Opinion No.

The Honorable John E. Miller State Representative Post Office Box 436 Melbourne, AR 72556

Dear Representative Miller:

This is in response to your request for an opinion concerning a dispute over who is entitled to receive royalty payments for a certain lease of mineral interests. Specifically, you note that a particular family owns eighty acres of land along a river. They, for some unspecified number of years, leased the mineral rights to this land, and received royalty payments on the entire eighty acres. At some additional unspecified time, the river which bordered the property changed its course, and presumably submerged some or all of the eighty acres. You note that Arkla Gas Company, the lessee of the mineral rights, is currently making a determination as to who is entitled to the royalty payments, and has made some preliminary finding that the family is entitled to the royalty on forty-five of the eighty acres, and the State of Arkansas is entitled to the royalties on the remaining thirty-five acres.

You note that the family feels that it is entitled to the royalty on the entire eighty acres, and ask this office to opine upon whether it is so entitled.

It is my opinion that this dispute will depend upon unresolved issues of fact which this office is unable and unauthorized to answer.

It is possible for a landowner to lose proprietorship of his land if it becomes submerged by navigable waters. U.S. v. Turner,175 F.2d 644 (5th Cir. 1949), cert denied 338 U.S. 851 (1949); Bonelli Cattle Co. v. Arizona, 414 U.S. 313 (1973); Younts v. Crockett,238 Ark. 971, 385 S.W.2d 928 (1965).

It should be noted, however, that A.C.A. 22-5-815 provides that:

(a) The State of Arkansas shall not acquire title to the oil, gas, and other minerals in and under lands covered by navigable waters artificially created by agencies of the United States or the State of Arkansas in any instance where the underlying minerals are not purchased or condemned and compensation paid therefor.

This provision would require that the family be entitled to the royalty payments on the entire eighty acres ONLY if the navigable water submerging their land was artificially created by either the state or federal government. It does not purport to change what appears to be the common law rule that lands submerged by naturally occurring navigable waters belong to the state.

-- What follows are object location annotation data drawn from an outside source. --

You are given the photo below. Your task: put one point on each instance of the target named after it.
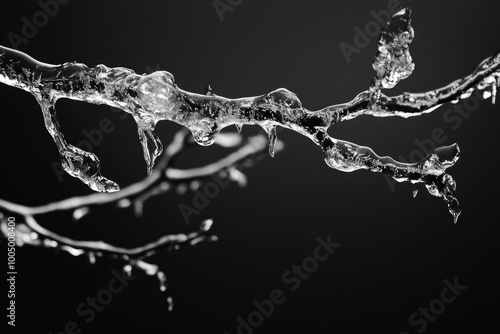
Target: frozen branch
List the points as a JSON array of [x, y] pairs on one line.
[[155, 97], [163, 179]]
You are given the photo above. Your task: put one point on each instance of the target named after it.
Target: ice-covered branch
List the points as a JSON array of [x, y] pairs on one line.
[[163, 179], [156, 97]]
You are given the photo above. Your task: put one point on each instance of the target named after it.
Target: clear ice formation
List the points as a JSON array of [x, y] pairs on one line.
[[154, 97]]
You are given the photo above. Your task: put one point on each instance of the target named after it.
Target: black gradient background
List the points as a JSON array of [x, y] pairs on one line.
[[396, 251]]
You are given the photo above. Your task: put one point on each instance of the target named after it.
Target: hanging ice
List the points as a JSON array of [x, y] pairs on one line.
[[155, 97]]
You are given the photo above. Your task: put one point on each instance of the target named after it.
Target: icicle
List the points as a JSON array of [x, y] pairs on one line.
[[493, 93], [393, 61], [124, 203], [237, 176], [80, 213], [162, 279], [273, 137], [415, 191], [170, 302], [127, 269], [138, 208], [91, 256]]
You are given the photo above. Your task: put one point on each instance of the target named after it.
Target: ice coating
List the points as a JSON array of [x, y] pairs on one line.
[[156, 97], [393, 61]]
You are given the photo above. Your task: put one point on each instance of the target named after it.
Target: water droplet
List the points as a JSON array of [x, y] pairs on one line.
[[127, 269], [273, 137], [206, 225], [493, 94], [91, 256], [237, 176], [170, 302], [80, 213], [162, 279]]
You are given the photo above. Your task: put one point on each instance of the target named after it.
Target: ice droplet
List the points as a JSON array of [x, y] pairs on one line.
[[80, 213], [151, 145], [127, 269], [162, 280], [393, 61], [206, 225], [237, 176], [170, 302], [209, 91], [273, 137], [91, 256]]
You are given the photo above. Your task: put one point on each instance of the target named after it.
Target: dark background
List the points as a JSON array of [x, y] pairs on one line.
[[396, 251]]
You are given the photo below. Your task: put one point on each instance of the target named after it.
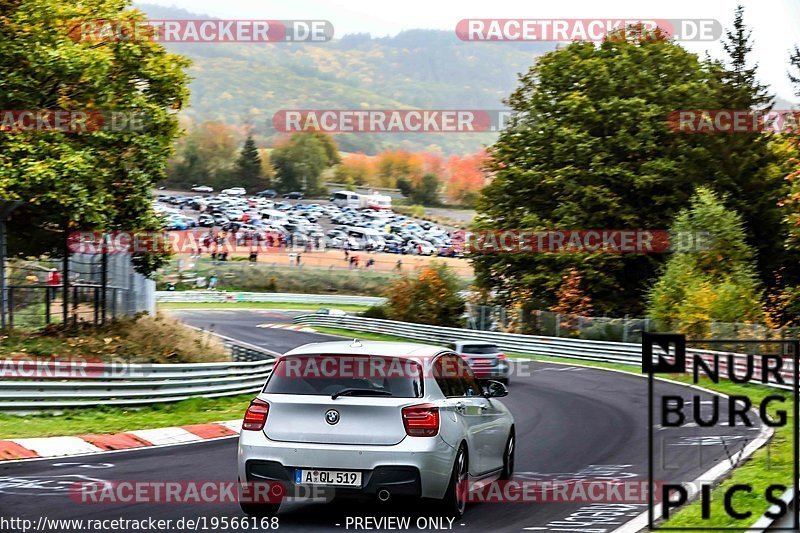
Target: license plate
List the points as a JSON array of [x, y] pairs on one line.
[[327, 477]]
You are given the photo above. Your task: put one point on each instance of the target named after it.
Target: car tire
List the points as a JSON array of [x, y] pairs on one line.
[[454, 501], [508, 457]]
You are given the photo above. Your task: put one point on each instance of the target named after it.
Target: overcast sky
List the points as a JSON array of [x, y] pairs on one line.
[[775, 23]]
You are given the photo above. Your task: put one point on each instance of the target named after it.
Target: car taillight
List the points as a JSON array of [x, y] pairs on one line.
[[421, 420], [256, 415]]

Additionally, the resolution of this dispute may involve the doctrines of accretion and avulsion. Matthews v. McGee 358 F.2d 516 (8th Cir. 1966). Determining which, if either, of these doctrines is applicable is a peculiarly factual matter.

Simply put, even if this office had the authority to act as a factfinder, it would be impossible for this office to make the factual determinations necessary to answer your question without meticulous reference to surveys, land records, testimony of the parties, etc. Nonetheless, we hope that the above citations of relevant law offer general guidance in addressing this issue.

The foregoing opinion, which I hereby approve, was prepared by Assistant Attorney General Elana L. Cunningham.